Depuis quelques jours, les températures sont négatives et l’envie de faire un feu de bois est plus que présente. C’est une habitude qui s’installe. Chaque jour, en soirée quelques bûches brulent dans le feu de bois, apportant un confort supplémentaire.
Plusieurs fois de suite, dès que le feu s’éteint vers 23 heures, j’ai ressenti combien le confort qu’il apporte me touche. La température affichée au thermostat est normale et habituelle. C’est là que je mesure la sensation complémentaire que sa chaleur rayonnante apporte.
Pour relancer chaque jour le feu, du petit bois est nécessaire pour amorcer quelques bouts de branches plus grosse et embraser les bûches et avoir le plaisir de la flambée. Plaisir de l’action de surveillance, des soins nécessaire pour mener ce petit projet quotidien.
Régulièrement, je dois intervenir pour récupérer les bases du feu, retirer les gros bois qui s’entassent les uns sur les autres comme dans un fagot ou reprendre certains bouts à la pince pour créer les appels d’air nécessaires à la flamme de combustion ferme et constante. Cela simplement parce que mon épouse s’impatiente et lance elle-même la base du feu sans en appliquer les principes, papier chiffonné, espace libre entre les bois fins, en pyramide, pour créer un effet cheminée.

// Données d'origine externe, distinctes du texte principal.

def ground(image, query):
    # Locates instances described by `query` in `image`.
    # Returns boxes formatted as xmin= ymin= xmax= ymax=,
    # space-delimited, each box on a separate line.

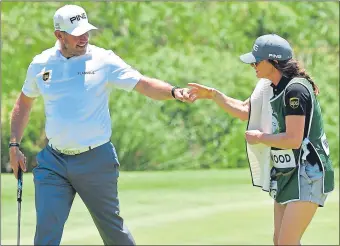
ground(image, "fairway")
xmin=1 ymin=169 xmax=339 ymax=245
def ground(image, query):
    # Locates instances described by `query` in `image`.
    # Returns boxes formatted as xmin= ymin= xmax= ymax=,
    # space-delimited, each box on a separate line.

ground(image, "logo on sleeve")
xmin=289 ymin=97 xmax=299 ymax=109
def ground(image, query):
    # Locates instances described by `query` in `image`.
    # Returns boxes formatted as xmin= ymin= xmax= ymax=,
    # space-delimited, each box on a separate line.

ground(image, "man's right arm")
xmin=10 ymin=92 xmax=35 ymax=143
xmin=9 ymin=92 xmax=35 ymax=178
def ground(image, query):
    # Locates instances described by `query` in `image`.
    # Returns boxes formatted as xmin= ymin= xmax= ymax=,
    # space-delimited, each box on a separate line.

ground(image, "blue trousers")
xmin=33 ymin=142 xmax=135 ymax=245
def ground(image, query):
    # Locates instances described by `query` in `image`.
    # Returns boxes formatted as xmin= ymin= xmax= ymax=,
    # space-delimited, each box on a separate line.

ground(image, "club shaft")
xmin=17 ymin=168 xmax=23 ymax=246
xmin=17 ymin=201 xmax=21 ymax=245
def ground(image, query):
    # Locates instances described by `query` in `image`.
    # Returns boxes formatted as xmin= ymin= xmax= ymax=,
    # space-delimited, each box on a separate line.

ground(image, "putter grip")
xmin=17 ymin=168 xmax=23 ymax=202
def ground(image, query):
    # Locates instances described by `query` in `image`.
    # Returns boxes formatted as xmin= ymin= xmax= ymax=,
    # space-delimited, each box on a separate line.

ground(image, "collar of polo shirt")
xmin=54 ymin=40 xmax=92 ymax=59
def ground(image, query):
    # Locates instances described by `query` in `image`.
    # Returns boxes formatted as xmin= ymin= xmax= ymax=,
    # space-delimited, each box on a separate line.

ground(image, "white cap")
xmin=53 ymin=5 xmax=97 ymax=36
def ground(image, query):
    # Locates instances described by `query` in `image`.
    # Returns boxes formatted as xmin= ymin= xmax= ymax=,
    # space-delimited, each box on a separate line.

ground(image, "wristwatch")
xmin=171 ymin=86 xmax=180 ymax=99
xmin=9 ymin=142 xmax=20 ymax=148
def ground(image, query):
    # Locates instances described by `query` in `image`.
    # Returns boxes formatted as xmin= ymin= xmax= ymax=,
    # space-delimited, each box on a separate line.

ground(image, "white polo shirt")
xmin=22 ymin=42 xmax=142 ymax=150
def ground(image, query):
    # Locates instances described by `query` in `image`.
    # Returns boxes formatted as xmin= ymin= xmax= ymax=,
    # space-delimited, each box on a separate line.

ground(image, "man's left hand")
xmin=245 ymin=130 xmax=263 ymax=145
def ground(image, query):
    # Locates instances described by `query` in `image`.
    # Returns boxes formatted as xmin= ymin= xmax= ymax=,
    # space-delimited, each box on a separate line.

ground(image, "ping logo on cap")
xmin=70 ymin=12 xmax=87 ymax=24
xmin=269 ymin=54 xmax=282 ymax=59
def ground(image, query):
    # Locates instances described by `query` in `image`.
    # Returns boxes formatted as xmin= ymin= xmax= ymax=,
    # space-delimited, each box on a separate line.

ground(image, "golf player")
xmin=9 ymin=4 xmax=193 ymax=245
xmin=187 ymin=34 xmax=334 ymax=245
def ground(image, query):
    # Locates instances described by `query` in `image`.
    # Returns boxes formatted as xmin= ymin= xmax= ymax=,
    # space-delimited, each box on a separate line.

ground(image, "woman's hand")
xmin=187 ymin=83 xmax=217 ymax=102
xmin=245 ymin=130 xmax=263 ymax=145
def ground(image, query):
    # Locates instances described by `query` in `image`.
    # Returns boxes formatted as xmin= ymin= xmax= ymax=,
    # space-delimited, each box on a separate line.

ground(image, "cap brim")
xmin=67 ymin=23 xmax=98 ymax=36
xmin=239 ymin=52 xmax=256 ymax=64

L’incident d’hier, à propos d’un lancement raté, m’a secoué. Qu’est ce qui fait mon attention différente à ce feu, ma gestion ?
En m’éveillant ce matin, sous la chaleur de la couette, ce questionnement vient de trouver une réponse possible. Dans mon enfance, mon adolescence, le style de vie de ma famille bien des années plus tôt, après la guerre à la campagne, qui s’oppose à celui de ma femme en ville dans le confort d’un chauffage dit central au charbon et la soirée autour du feu ouvert où l’on brule le tout-venant, déchets de support en bois, de cartons, de papier, de l’activité familiale.

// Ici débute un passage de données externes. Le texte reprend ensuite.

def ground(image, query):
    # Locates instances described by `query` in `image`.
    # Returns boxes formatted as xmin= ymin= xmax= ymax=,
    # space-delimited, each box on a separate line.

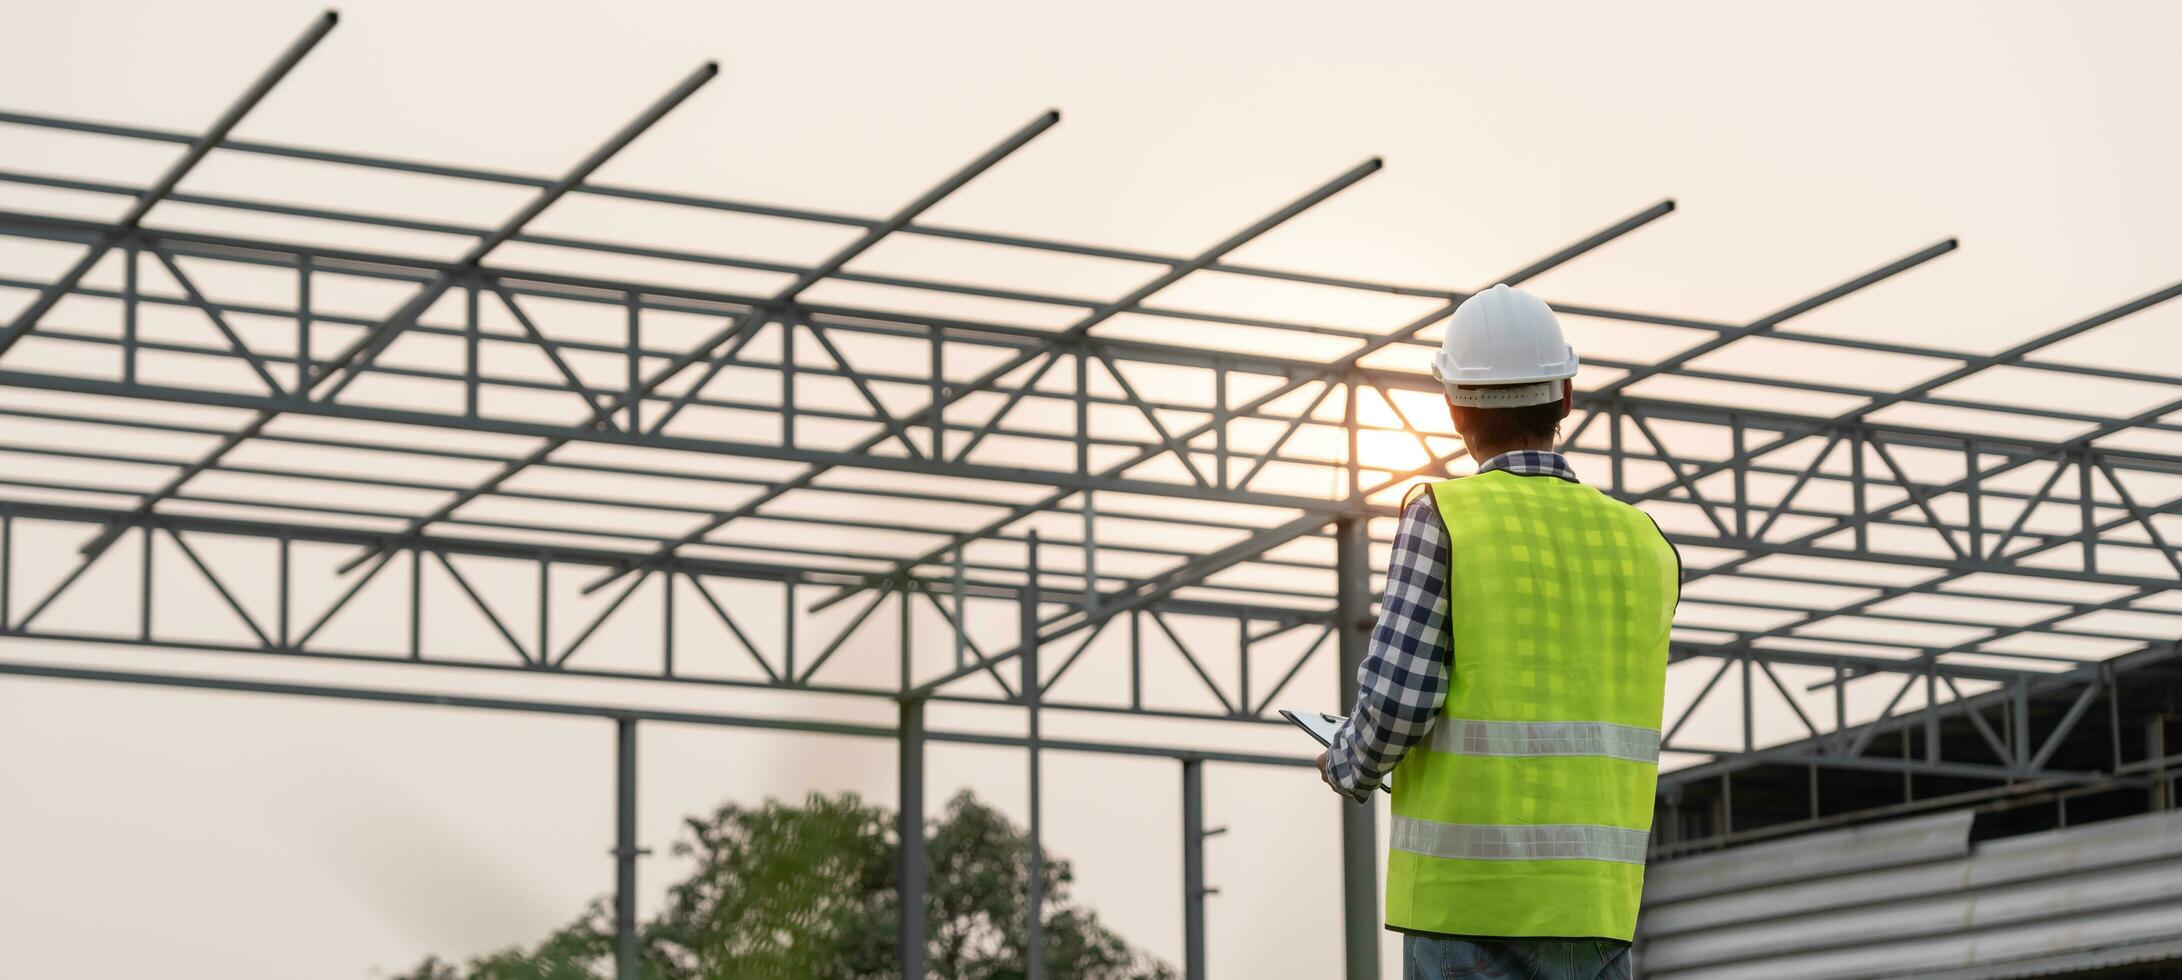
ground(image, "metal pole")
xmin=1022 ymin=531 xmax=1045 ymax=980
xmin=2153 ymin=716 xmax=2170 ymax=812
xmin=1182 ymin=757 xmax=1209 ymax=980
xmin=614 ymin=717 xmax=640 ymax=980
xmin=1334 ymin=517 xmax=1378 ymax=980
xmin=898 ymin=697 xmax=928 ymax=978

Monde opposé, monde disparu de mon côté et abandonné pour le chauffage au gaz avec réglage automatique. D’acteur jadis, j’étais passé en spectateur et cette série de feu relancé chaque jour m’a ramené aux réflexes acquis lors des vacances de Noël où l’attention régulière était nécessaire pour conduire les feux et éviter aux continus l’étouffement ou l’emballement de ceux-ci, rendant le pot de fonte rouge foncé. Chaleur rayonnante, plus que chaleur par déplacement d’air.
Combien de corvées de petits bois dans la cave pour éclater les bouts de planches en brin long et mince, propice à un bon embrassement, combien de petites branches sciées l’été et l’automne en longueur adaptée pour constituer des réserves de bois moyen propre à entretenir la flamme et la rendre capable d’entamer ce charbon noir brillant dont le nom remonte du passé dans ma mémoire ; l’anthracite 30/50. Combien de feux allumés dans la cuisine par une base de bois sec, suffisamment serré que pour retenir les morceaux de charbon. Art de la bonne base, coup d’œil, savoir acquis par les tentatives ratées et mémorisées pour un protocole rapide et efficace. Maintenir cette attention de manière régulière à l’allure du feu pour le garder toute la journée et l’avoir pour le confort de la soirée.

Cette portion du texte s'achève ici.